On the browser front, OpenAI is releasing an updated Chrome extension that places ChatGPT directly in Chrome's sidebar. But the trade-off is significant: OpenAI is discontinuing its standalone ChatGPT browser extension. The strategy is clear. OpenAI wants users inside the ChatGPT desktop app, not scattered across browser tabs.
What This Means for Founders and Builders
This launch signals OpenAI's ambition to become the control plane for enterprise knowledge work. By merging Codex into ChatGPT, killing the browser extension, and adding scheduled automation and site generation, OpenAI is positioning ChatGPT as the centralized hub where work happens, not just a chatbot you visit for answers.

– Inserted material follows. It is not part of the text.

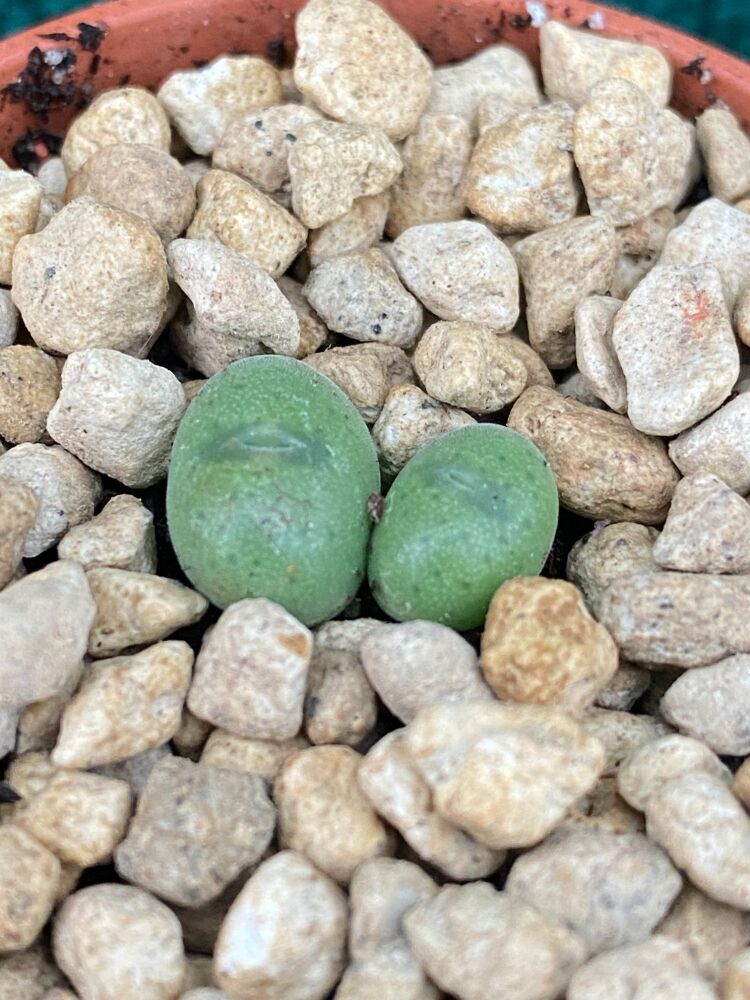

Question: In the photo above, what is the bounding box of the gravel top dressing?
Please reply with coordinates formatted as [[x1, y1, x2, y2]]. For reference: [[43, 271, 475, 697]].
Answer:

For founders building AI agents or automation tools, the competitive landscape just shifted. OpenAI is now bundling capabilities that startups have been selling as standalone products: coding agents, browser automation, data connectors, and no-code web app generation. If your product overlaps with any of these, the question is not whether OpenAI will compete with you, but how fast your differentiation erodes.
For enterprise builders, the signal is that OpenAI is serious about the agentic future. ChatGPT Work's ability to connect to CRMs, Slack, and Google Drive out of the box means less integration work on your end. But it also means deeper lock-in to OpenAI's ecosystem. The trade-off between convenience and flexibility has never been sharper.
ChatGPT with Codex and the built-in browser is available globally today for Mac and Windows for all users at no extra cost. The super app era of AI has officially begun.